I was at the Quality in the Spotlight conference in Antwerp, Belgium, which as always was enjoyable. There were several talks about risk management, and the CLSI guideline EP23. (My main talk was about error grids). I found it strange that several people referred to me as the expert in risk management. Now I have studied risk management techniques such as FMEA, fault trees, and FRACAS, attended conferences such as RAMS (Reliability and Maintainability Symposium), practiced all of these techniques for years, and consider myself competent, but not an expert.

I think the problem is that many people in clinical chemistry have little knowledge or experience with formal risk management techniques so relatively speaking I appear as an expert to them.

This reminds me of an EP23 phone conference meeting several years ago, where one of the subcommittee members said “now let me get this straight, when you’re performing risk management, you’re ….” and this person tried to go through the steps of a FMEA pretty much like a person trying to understand football – so if you make 10 yards, then you keep the ball, right? Of course, the problem was that this person was a member of the committee – most of the other members were at a similar knowledge level – but committees are generically called a committee of experts.

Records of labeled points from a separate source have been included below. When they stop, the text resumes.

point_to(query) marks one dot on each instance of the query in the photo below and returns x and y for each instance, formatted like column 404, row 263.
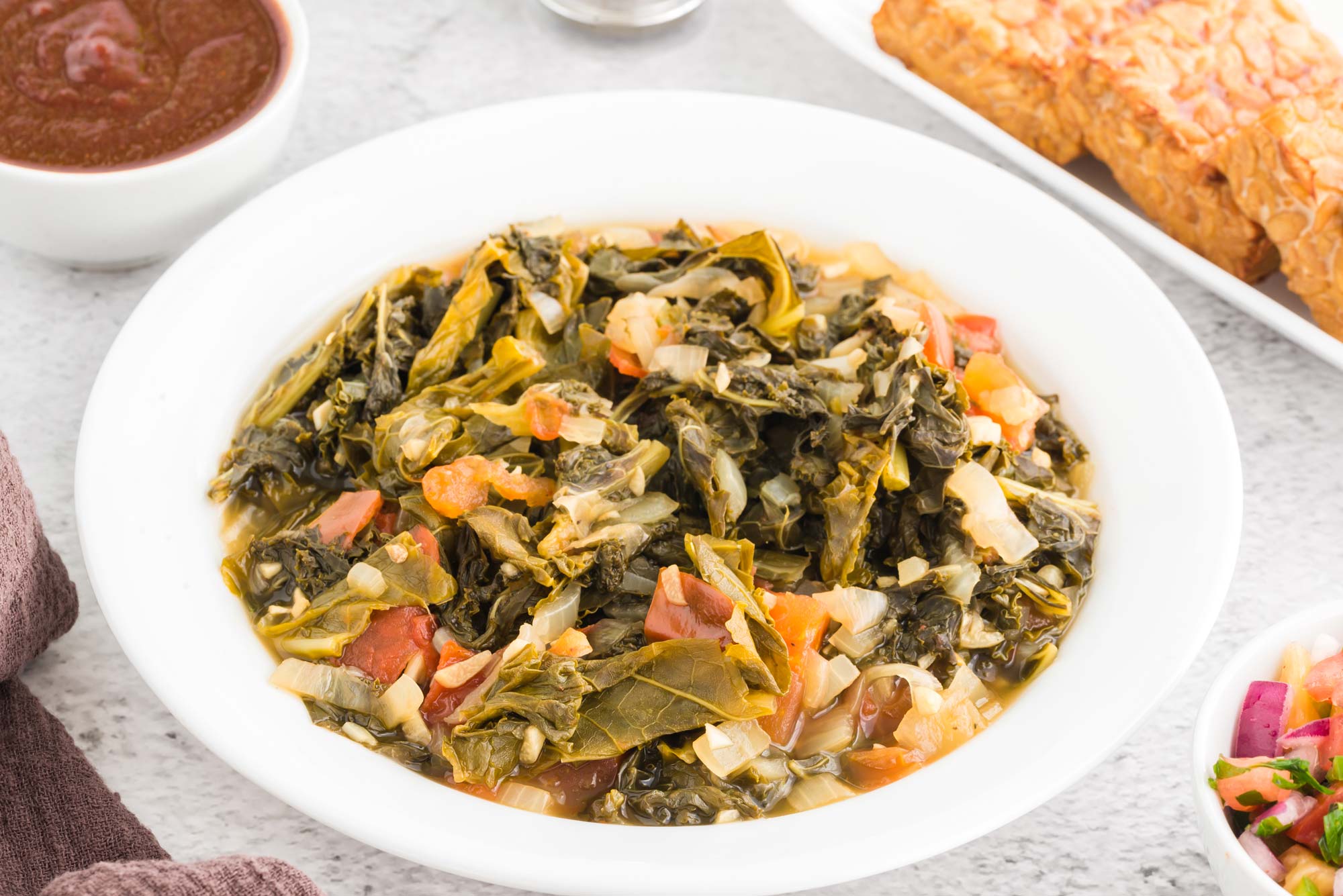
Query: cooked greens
column 657, row 528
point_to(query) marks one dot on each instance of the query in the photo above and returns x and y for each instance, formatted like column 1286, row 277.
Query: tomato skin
column 938, row 349
column 703, row 615
column 1324, row 679
column 426, row 541
column 978, row 332
column 391, row 639
column 627, row 362
column 1005, row 397
column 465, row 485
column 801, row 620
column 882, row 765
column 443, row 702
column 347, row 517
column 577, row 784
column 785, row 724
column 546, row 415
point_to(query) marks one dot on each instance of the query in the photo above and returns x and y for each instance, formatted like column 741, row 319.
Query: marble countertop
column 1125, row 831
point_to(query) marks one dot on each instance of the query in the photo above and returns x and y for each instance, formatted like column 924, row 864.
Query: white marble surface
column 1126, row 831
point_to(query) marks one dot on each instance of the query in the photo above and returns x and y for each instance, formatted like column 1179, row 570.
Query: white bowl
column 1235, row 871
column 1078, row 314
column 130, row 216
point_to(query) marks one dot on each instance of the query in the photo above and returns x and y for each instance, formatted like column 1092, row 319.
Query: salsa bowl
column 1083, row 319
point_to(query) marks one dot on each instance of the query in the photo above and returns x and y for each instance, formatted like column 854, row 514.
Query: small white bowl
column 135, row 215
column 1080, row 318
column 1235, row 871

If there is a subcommittee on a statistical topic, then it is understandable that not all committee members are competent in the statistics at hand but risk management is different. There is nothing complicated about risk management – anyone can learn it.

But anyone can also not learn it with the result that a committee can easily go astray. So the CLSI risk management documents are:

EP18A2 – the formal techniques of FMEA, fault trees and FRACAS. The examples in EP18 are poor because no one could contribute real examples and that it what is needed.

EP23A – is a deviation from the formal techniques, IMHO because no one knew enough about the formal techniques and hence they did what thought seemed ok. The example was also poor because it was constructed.

And now there is the EP23 workbook – the book to explain the book – always a bad sign, although I have not seen this yet.